“The beauty of American arrogance is that they can’t imagine a world where they’re not a step ahead.”
The opening scene of Pete Travis’s Vantage Point is so good that even knowing what is about to happen—minor spoiler: the President of the United States is assassinated—it is completely gripping. Unfortunately, after that, the film is nearly over. This is because the narrative trick that the writers utilize is to tell this same episode from the perspectives of a handful of characters, including the President (William Hurt), two Secret Service Agents (Dennis Quaid and Matthew Fox), a civilian with a video camera (Forest Whitaker), and a news producer (Sigourney Weaver). Going into the film, you probably already know that the President gets shot, but you might not know that you will be sitting through the President getting shot half a dozen times before the film is through its brief runtime. If I was feeling uncharitable, I would say that it gets increasingly boring as the scene is examined from each new angle, but I don’t think that’s fair. It remains thrilling, but each new wrinkle feels generally predictable. And, even though the story grows a bit more complex with each iteration, it leads to a silly car chase scene that wipes out any dramatic tension the film had built up. The narrative device of multiple perspectives on the same story is one that has been utilized elsewhere, in films like The Usual Suspects and Gone Girl, but these works all trace their lineage back to Akira Kurosawa’s Rashomon. Let me assure you, Vantage Point does not hold a candle to Rashomon.
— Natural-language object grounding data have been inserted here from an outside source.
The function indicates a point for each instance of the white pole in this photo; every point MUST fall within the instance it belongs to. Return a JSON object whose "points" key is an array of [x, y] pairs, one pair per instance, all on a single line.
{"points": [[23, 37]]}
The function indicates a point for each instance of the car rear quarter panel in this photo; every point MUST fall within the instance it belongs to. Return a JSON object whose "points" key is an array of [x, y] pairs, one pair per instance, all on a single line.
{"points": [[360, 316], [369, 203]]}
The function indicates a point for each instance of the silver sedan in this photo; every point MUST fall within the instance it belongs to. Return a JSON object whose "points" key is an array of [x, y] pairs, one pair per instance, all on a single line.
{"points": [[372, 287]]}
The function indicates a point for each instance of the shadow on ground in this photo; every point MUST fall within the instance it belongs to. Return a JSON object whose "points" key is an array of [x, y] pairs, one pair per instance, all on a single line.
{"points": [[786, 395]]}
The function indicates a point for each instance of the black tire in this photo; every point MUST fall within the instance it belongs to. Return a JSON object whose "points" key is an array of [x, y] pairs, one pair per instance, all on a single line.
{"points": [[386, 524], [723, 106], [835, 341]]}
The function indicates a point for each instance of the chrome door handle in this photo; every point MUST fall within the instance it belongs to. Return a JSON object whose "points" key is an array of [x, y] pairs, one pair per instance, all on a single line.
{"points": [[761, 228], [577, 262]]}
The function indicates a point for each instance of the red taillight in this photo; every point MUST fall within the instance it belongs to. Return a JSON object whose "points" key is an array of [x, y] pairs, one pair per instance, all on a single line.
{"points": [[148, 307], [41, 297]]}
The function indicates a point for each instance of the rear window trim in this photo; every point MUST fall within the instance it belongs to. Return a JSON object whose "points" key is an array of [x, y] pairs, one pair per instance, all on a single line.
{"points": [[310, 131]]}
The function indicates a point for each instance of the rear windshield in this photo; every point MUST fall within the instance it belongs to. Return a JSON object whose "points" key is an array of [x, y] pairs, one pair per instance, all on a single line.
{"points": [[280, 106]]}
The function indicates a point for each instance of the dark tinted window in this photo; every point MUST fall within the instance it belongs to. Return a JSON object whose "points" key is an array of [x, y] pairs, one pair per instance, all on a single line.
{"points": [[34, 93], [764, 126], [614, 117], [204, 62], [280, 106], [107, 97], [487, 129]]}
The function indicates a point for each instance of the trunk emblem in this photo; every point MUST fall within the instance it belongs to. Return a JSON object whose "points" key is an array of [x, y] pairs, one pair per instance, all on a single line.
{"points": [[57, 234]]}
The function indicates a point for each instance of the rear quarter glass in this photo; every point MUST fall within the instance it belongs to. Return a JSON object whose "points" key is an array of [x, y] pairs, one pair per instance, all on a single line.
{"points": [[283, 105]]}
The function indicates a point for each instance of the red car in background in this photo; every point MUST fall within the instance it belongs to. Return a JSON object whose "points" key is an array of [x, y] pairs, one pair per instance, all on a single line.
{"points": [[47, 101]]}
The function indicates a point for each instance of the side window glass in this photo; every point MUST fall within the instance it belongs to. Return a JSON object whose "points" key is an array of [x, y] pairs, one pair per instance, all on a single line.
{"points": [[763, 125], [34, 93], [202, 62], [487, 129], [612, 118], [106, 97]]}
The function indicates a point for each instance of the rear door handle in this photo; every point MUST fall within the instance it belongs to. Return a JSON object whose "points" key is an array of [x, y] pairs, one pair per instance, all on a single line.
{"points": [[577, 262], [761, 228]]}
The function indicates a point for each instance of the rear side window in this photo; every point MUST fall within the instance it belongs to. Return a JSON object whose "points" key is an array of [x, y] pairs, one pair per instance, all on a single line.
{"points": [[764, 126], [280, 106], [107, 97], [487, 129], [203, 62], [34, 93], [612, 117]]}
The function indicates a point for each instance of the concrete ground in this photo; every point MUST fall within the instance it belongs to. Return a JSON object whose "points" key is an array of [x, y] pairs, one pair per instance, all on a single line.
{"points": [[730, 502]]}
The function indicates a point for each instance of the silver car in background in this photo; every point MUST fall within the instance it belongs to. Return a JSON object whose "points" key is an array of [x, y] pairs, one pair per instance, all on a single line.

The first angle from which we witness the hit on the President is through the eyes of a news crew, led by Rex Brooks (Weaver). They are reporting on the anti-terrorism summit in Spain, at which the President is scheduled to give a speech. She is having enough trouble getting her news anchor to stay on topic and her cameramen to refrain from filming crowd members holding divisive signs, and then the shots rip through the air and knock the President off his feet. Everyone panics as they try to continue their coverage of the event, but then two separate explosions occur, the latter of which kills the network’s reporter (Zoe Saldana). We then are shown this same episode from four new perspectives, those of Secret Service Agent Thomas Barnes (Quaid), Spanish policeman Enrique (Eduardo Noriega), tourist Howard Lewis (Whitaker), and President Ashton (Hurt). Each new iteration takes us slightly further into the future and offers a few new clues to unlock the story. The last segment jumps around between several points of view (totally abandoning the structural concept of the first hour of the film), namely those of the terrorists carrying out the attack, and takes the story to its tidy conclusion.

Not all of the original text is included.